California approves of national popular vote initiative
A bill that would commit California’s 55 Electoral College votes to the winner of the national popular vote (NPV) in presidential elections was signed into law by Gov. Jerry Brown (D) on Monday. The bill would only come into effect if enough states sign similar legislation so that a majority of the College, or 270 votes, would be committed to the popular vote winner.
California joins seven other states and Washington, D.C., in having signed such a bill. Combined, the effort now has 132 electoral votes, just under half of what is needed to make NPV a reality. All the states who have passed the legislation are blue states and extremely likely to vote for the Democratic presidential candidate.
Political scientists are predicting a close election in 2012, due to sluggish economic growth and mediocre presidential approval ratings. That could mean a repeat of the 2000 election, when Al Gore won the popular vote but George W. Bush won a majority of Electoral College votes. The NPV is explicitly intended to prevent this eventuality, although the initiative is unlikely to be enacted by 2012.
Advocates for NPV argue that it is in the interest of Republican-dominated states like Texas to enact NPV because of how the Electoral College incentivizes presidential campaigns to concentrate their efforts on just a handful of swing states. The San Francisco Chronicle spoke with one of the co-founders of the NPV movement, Vikram David Amar:
Amar said it’s possible that if momentum keeps building, the change could become enacted by the 2016 race. But he warned that a Republican-leaning state needs to sign on, since all of the nine states that have approved the law so far are solidly blue.
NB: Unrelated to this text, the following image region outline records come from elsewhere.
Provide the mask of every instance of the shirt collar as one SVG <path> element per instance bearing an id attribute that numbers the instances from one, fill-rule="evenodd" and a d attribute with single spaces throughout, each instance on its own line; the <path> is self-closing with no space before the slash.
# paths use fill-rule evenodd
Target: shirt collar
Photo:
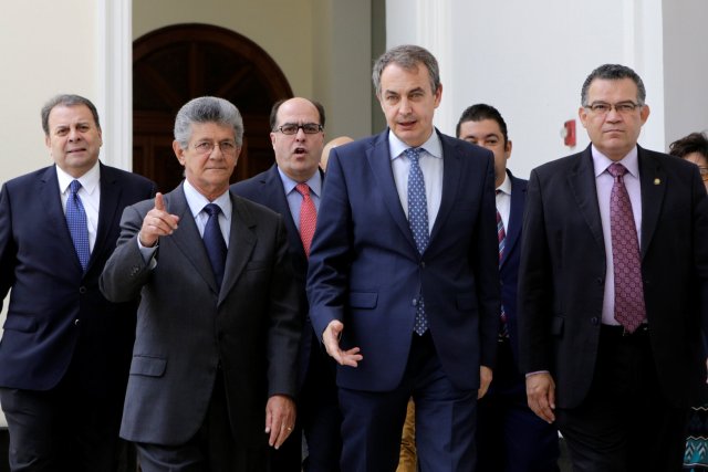
<path id="1" fill-rule="evenodd" d="M 388 130 L 388 149 L 391 151 L 391 160 L 403 155 L 403 153 L 408 149 L 410 146 L 398 139 L 394 133 Z M 425 149 L 430 156 L 436 157 L 438 159 L 442 158 L 442 144 L 440 143 L 440 136 L 433 130 L 433 134 L 421 146 L 418 146 L 421 149 Z"/>
<path id="2" fill-rule="evenodd" d="M 285 195 L 290 195 L 290 192 L 293 191 L 295 189 L 295 186 L 300 182 L 288 177 L 280 167 L 278 167 L 278 174 L 280 174 L 280 180 L 282 180 L 283 182 Z M 305 180 L 303 183 L 308 183 L 308 187 L 310 187 L 310 191 L 320 197 L 322 195 L 322 176 L 320 174 L 320 169 L 317 168 L 312 177 L 310 177 L 310 179 Z"/>
<path id="3" fill-rule="evenodd" d="M 96 164 L 88 169 L 86 174 L 79 178 L 70 176 L 59 166 L 54 166 L 54 168 L 56 169 L 56 180 L 59 180 L 59 191 L 62 193 L 66 193 L 69 191 L 69 186 L 72 181 L 79 180 L 81 182 L 81 187 L 88 195 L 93 195 L 94 190 L 101 182 L 101 166 L 98 165 L 98 160 L 96 160 Z"/>
<path id="4" fill-rule="evenodd" d="M 187 179 L 185 179 L 183 189 L 185 190 L 185 199 L 187 200 L 192 217 L 197 218 L 197 214 L 199 214 L 208 203 L 216 203 L 221 209 L 221 213 L 223 213 L 227 221 L 231 219 L 231 198 L 229 197 L 229 190 L 221 193 L 214 201 L 209 201 L 209 199 L 199 193 Z"/>
<path id="5" fill-rule="evenodd" d="M 497 191 L 506 195 L 511 195 L 511 179 L 509 178 L 509 175 L 507 172 L 504 172 L 504 181 L 501 182 L 499 187 L 497 187 Z"/>
<path id="6" fill-rule="evenodd" d="M 595 177 L 598 177 L 602 172 L 607 170 L 607 167 L 613 165 L 615 160 L 612 160 L 604 154 L 602 154 L 595 145 L 592 145 L 592 155 L 593 155 L 593 166 L 595 169 Z M 639 178 L 639 157 L 637 153 L 637 147 L 634 146 L 632 150 L 622 159 L 616 162 L 622 164 L 633 177 Z"/>

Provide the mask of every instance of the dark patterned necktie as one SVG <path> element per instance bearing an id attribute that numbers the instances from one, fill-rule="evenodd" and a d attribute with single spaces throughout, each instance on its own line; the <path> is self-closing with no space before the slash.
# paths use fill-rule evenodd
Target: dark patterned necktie
<path id="1" fill-rule="evenodd" d="M 214 275 L 217 279 L 217 285 L 221 286 L 227 252 L 226 241 L 223 241 L 223 234 L 221 234 L 221 228 L 219 227 L 219 213 L 221 212 L 221 208 L 216 203 L 209 203 L 204 207 L 204 211 L 209 214 L 207 224 L 204 228 L 204 247 L 209 255 L 209 262 L 211 262 L 211 269 L 214 270 Z"/>
<path id="2" fill-rule="evenodd" d="M 615 270 L 615 319 L 628 333 L 644 322 L 644 284 L 642 262 L 634 213 L 623 176 L 627 169 L 613 164 L 607 171 L 614 177 L 610 197 L 610 228 L 612 233 L 612 261 Z"/>
<path id="3" fill-rule="evenodd" d="M 405 151 L 410 161 L 408 170 L 408 224 L 413 231 L 418 252 L 423 254 L 430 241 L 428 229 L 428 200 L 425 195 L 425 180 L 420 170 L 420 149 L 408 148 Z M 428 329 L 428 318 L 425 314 L 425 301 L 423 294 L 418 294 L 416 301 L 416 319 L 413 329 L 423 335 Z"/>
<path id="4" fill-rule="evenodd" d="M 79 197 L 79 189 L 81 189 L 81 182 L 73 180 L 69 186 L 71 195 L 66 200 L 66 224 L 69 225 L 69 232 L 71 239 L 74 242 L 74 249 L 79 256 L 84 272 L 88 265 L 88 259 L 91 258 L 91 247 L 88 244 L 88 225 L 86 221 L 86 211 Z"/>

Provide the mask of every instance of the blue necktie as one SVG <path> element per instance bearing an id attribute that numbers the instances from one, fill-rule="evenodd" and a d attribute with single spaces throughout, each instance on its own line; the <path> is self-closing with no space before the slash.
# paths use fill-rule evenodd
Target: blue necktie
<path id="1" fill-rule="evenodd" d="M 207 249 L 214 275 L 217 277 L 217 285 L 221 286 L 227 251 L 226 241 L 223 241 L 223 234 L 221 234 L 221 228 L 219 227 L 221 209 L 216 203 L 209 203 L 204 207 L 204 211 L 209 214 L 207 225 L 204 228 L 204 247 Z"/>
<path id="2" fill-rule="evenodd" d="M 428 199 L 425 195 L 423 170 L 420 170 L 420 162 L 418 162 L 420 149 L 408 148 L 404 153 L 410 161 L 410 169 L 408 170 L 408 224 L 410 224 L 416 248 L 423 254 L 430 241 L 430 234 L 428 229 Z M 428 318 L 425 315 L 425 301 L 423 300 L 423 294 L 419 294 L 416 302 L 416 319 L 413 331 L 421 336 L 427 329 Z"/>
<path id="3" fill-rule="evenodd" d="M 79 256 L 81 268 L 86 271 L 88 266 L 88 259 L 91 258 L 91 248 L 88 245 L 88 227 L 86 223 L 86 211 L 79 198 L 79 189 L 81 189 L 81 182 L 73 180 L 69 186 L 71 195 L 66 200 L 66 224 L 69 225 L 69 232 L 71 239 L 74 242 L 74 249 Z"/>

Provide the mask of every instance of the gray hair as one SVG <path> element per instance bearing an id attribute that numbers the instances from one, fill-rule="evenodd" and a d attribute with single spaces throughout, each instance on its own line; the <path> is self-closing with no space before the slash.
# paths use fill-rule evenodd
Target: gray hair
<path id="1" fill-rule="evenodd" d="M 396 64 L 406 71 L 415 71 L 419 64 L 423 64 L 428 70 L 433 93 L 436 93 L 440 86 L 440 70 L 435 56 L 425 48 L 404 44 L 389 49 L 376 60 L 372 74 L 376 96 L 381 96 L 381 75 L 389 64 Z"/>
<path id="2" fill-rule="evenodd" d="M 646 99 L 646 88 L 644 88 L 644 82 L 642 82 L 642 77 L 639 74 L 634 72 L 632 69 L 622 64 L 603 64 L 600 67 L 595 69 L 590 73 L 585 82 L 583 83 L 583 90 L 580 93 L 580 104 L 582 106 L 590 105 L 587 103 L 587 90 L 590 88 L 590 84 L 593 83 L 594 80 L 605 80 L 605 81 L 620 81 L 622 78 L 632 78 L 632 81 L 637 86 L 637 103 L 639 105 L 644 105 L 644 101 Z"/>
<path id="3" fill-rule="evenodd" d="M 229 101 L 215 96 L 201 96 L 187 102 L 175 118 L 175 140 L 179 147 L 187 149 L 191 138 L 194 123 L 217 123 L 231 126 L 236 145 L 243 143 L 243 118 L 238 108 Z"/>
<path id="4" fill-rule="evenodd" d="M 79 106 L 85 105 L 93 115 L 93 120 L 96 124 L 98 130 L 101 130 L 101 123 L 98 122 L 98 112 L 96 106 L 91 103 L 88 98 L 84 98 L 81 95 L 60 94 L 51 97 L 42 107 L 42 129 L 44 129 L 44 136 L 49 136 L 49 114 L 56 106 Z"/>

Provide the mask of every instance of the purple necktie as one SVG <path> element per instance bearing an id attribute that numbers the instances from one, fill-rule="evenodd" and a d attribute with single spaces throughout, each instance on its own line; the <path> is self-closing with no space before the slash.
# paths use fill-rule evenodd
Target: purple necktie
<path id="1" fill-rule="evenodd" d="M 607 171 L 615 179 L 610 197 L 612 261 L 615 270 L 615 319 L 628 333 L 634 333 L 644 322 L 646 308 L 637 230 L 629 193 L 623 179 L 627 169 L 622 164 L 615 162 L 607 168 Z"/>

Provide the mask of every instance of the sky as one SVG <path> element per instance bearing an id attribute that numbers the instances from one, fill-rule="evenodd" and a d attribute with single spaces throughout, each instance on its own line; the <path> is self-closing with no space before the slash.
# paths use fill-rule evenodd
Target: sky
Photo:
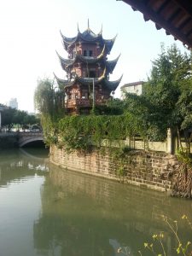
<path id="1" fill-rule="evenodd" d="M 158 57 L 160 44 L 183 44 L 145 22 L 140 12 L 116 0 L 6 0 L 0 2 L 0 103 L 17 98 L 19 109 L 34 112 L 33 95 L 39 79 L 53 79 L 55 73 L 66 79 L 55 50 L 67 57 L 60 31 L 67 37 L 90 27 L 95 32 L 102 26 L 102 37 L 118 34 L 108 60 L 120 58 L 110 80 L 126 83 L 147 80 L 151 61 Z"/>

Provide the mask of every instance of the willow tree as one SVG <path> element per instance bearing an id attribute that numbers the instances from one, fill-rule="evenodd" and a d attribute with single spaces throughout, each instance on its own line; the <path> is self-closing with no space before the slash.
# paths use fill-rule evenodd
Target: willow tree
<path id="1" fill-rule="evenodd" d="M 64 115 L 64 92 L 54 87 L 54 81 L 40 79 L 34 93 L 35 108 L 44 116 L 55 119 Z"/>

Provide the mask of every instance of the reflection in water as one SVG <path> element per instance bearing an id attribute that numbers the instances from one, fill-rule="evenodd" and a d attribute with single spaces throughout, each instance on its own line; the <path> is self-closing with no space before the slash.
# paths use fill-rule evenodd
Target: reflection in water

“Because the outcome in Texas is already known, they are ignored just as much as New York and California, so hopefully some big red states understand this is to their advantage to do, too,” he said. “If a red state doesn’t join it soon, I worry people will misunderstand this as a pro-Democrat, anti-Republican thing when it’s not that at all.”
Although no red state has passed NPV yet, a large majority of the Republican-controlled New York state Senate voted in favor of the compact in June, suggesting that it has the potential for bipartisan support.